I'm her boss, for fuck's sake. The power dynamic alone makes anything between us inappropriate at best, predatory at worst.

Better to keep the walls up. Better to be cold and distant and professional. Better to make her think I see her as nothing more than an assistant than to risk destroying both our careers and hurting her worse.

When I finally go back to bed, the sky is starting to lighten. Christmas morning, and I'm lying six inches away from the only woman I've wanted in five years, pretending I don't want her at all.

I wake to my phone alarm at 6 AM. I always wake up at 6 AM, even on holidays. Even when I've had approximately two hours of sleep.

Claire is still out, her face peaceful in sleep, her hair spread across the pillow. Without thinking, I reach out to brush a strand away from her face, then stop myself.

What am I doing?

I get up quietly and head for the shower.

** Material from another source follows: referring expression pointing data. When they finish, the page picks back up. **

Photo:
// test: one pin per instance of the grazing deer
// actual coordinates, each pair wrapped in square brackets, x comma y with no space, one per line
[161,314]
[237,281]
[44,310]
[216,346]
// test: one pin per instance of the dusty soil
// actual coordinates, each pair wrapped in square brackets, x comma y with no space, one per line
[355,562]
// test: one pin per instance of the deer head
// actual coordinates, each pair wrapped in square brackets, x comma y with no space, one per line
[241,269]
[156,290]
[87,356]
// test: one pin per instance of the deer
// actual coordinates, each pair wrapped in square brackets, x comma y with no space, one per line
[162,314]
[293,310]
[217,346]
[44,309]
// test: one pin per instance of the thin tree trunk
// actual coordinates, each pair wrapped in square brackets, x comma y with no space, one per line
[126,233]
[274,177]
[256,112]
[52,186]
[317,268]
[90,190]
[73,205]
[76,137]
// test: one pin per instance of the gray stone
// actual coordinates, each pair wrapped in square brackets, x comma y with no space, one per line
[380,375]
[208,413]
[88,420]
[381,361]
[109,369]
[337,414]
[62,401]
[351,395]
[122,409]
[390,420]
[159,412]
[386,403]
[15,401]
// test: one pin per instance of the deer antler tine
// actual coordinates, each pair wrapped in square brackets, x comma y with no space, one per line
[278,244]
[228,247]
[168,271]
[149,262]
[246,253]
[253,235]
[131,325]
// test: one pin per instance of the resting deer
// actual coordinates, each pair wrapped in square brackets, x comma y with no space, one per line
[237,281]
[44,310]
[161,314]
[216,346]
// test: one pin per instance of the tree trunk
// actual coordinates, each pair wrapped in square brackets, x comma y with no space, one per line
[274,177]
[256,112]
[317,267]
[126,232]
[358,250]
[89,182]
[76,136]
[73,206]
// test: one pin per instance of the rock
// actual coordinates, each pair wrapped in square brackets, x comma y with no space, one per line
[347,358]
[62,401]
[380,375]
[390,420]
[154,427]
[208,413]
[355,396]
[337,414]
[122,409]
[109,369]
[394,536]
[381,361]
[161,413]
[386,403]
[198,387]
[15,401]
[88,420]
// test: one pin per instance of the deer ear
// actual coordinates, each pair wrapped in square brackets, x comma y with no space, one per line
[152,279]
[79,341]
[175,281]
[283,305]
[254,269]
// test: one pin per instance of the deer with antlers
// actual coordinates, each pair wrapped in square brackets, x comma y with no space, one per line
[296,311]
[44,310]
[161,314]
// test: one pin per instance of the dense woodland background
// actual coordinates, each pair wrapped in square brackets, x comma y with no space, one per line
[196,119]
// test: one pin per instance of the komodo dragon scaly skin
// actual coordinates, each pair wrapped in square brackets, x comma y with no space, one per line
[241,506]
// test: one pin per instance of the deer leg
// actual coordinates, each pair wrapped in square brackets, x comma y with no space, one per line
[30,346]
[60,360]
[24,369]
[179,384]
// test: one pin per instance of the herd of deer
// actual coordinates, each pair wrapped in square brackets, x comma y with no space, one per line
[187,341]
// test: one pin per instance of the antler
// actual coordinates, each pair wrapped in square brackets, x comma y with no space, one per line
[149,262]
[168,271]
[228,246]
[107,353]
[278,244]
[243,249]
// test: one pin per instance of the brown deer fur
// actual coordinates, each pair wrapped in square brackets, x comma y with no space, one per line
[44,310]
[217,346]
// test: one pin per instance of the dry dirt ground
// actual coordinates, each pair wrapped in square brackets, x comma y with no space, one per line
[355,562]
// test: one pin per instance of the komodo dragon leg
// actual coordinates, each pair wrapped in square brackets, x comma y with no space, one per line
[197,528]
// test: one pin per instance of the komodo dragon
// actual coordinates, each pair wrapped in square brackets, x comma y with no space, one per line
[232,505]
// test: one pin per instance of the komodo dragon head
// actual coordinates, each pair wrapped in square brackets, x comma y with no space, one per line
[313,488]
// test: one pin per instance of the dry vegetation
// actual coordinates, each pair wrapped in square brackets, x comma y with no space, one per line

The hot water helps clear my head, wash away the weird intimacy of the 2 AM conversation. By the time I'm dressed in slacks and a button-down, I've got my armor back in place.

Work. That's what I need. Work is safe. Work I understand.

I order coffee and set up my laptop while Claire sleeps. Check emails and make a list of tasks for when we get back to the office.

Normal. Professional. Nothing happened.

Except everything happened, and I can't stop thinking about her face when I called her an excellent assistant. The way the hope just... died.

I've been cruel to her before, but last night felt worse somehow. More personal.

I can pretend this night never happened. Except I don't want to pretend. I don't want to go to Aspen alone. I don't want her to go to Detroit to a mother who makes her feel small.

I want—What do I want?

I know exactly what I want. I just haven't had the courage to admit it.

Maybe it's time to stop being a coward.